Generalissimo Chiang Kai-shek last week left the heat and din of Nanking for breezeswept Kuling, the mountain resort which used to be China's prewar summer capital. There he shed his uniform for a comfortable gown and strolled about the clean-swept, maple-shaded streets. Nevertheless, the political temperature continued to rise and the Government's discomfiture increased.

A Nanking insider sized up the crisis: "The trend of events indicates that the Generalissimo, while unwilling to risk an all-out, knockdown-dragout civil war is determined to push the Communists away from the railroads and out of economically important areas. The big question is whether the Generalissimo can keep the Communists bottled up on the sidelines while he achieves his objectives in a short time. If the going is tough the next two or three months, he will probably return to negotiation--provided hell does not pop beyond the possibility of control."

Last week Mme. Sun Yatsen, elder sister of Madame Chiang, broke a long silence on politics with a public statement that advanced the possibility of hellzapoppin China. Said she: "In recent years . . . I have avoided political controversy . . . [but] today we are threatened by a civil war into which the reactionaries hope to draw America, thus involving the whole world. . . . I feel it is necessary to speak. . . . The present crisis is not a question of who wins--the Kuomintang or the Communists. It is a question of the Chinese people. . . . The time of the Kuomintang tutelage is over. . . . A coalition government must be set up immediately. . . . The first flame of world conflagration is burning today in our land. It must be quenched lest it destroy the world."

Though politically sophisticated Chinese knew well that Mme. Sun had long been the Chinese Communists' best friend-in-high-places, none would belittle the effect her statement would have among the Chinese people.

Angel's Bed. The week's mounting tension augured ill for General George C. Marshall's mission of peace.

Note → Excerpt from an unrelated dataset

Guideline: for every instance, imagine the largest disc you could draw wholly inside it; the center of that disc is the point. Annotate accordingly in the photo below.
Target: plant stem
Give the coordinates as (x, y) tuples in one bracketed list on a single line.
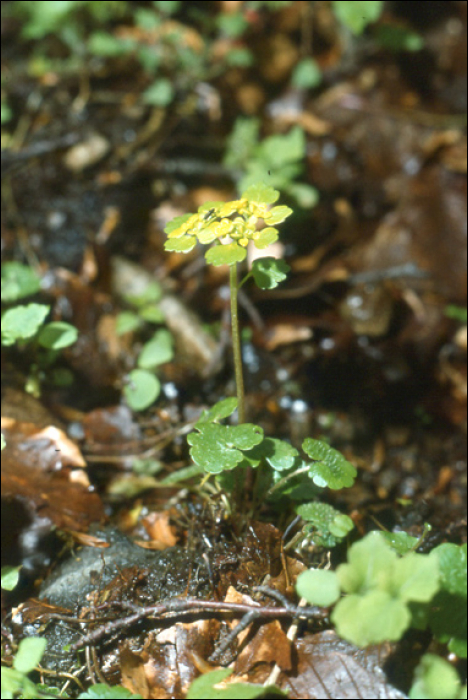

When he went to Kuling for a short visit with Chiang he saw on Kuling's main street a large poster-portrait of himself, subscribed: "Welcome General Marshall, Most Honored Angel of Peace." That night in Chiang's guest cottage, General Marshall slept in a bed seven feet long and five feet wide. The Kuling correspondent of Ta Rung Pao, Shanghai's independent newspaper, reported this fact to his readers, then asked: "Why is the bed so wide?" The correspondent supplied his own answer: "It's hard to be a mediator --he's expected to spend sleepless nights tossing about."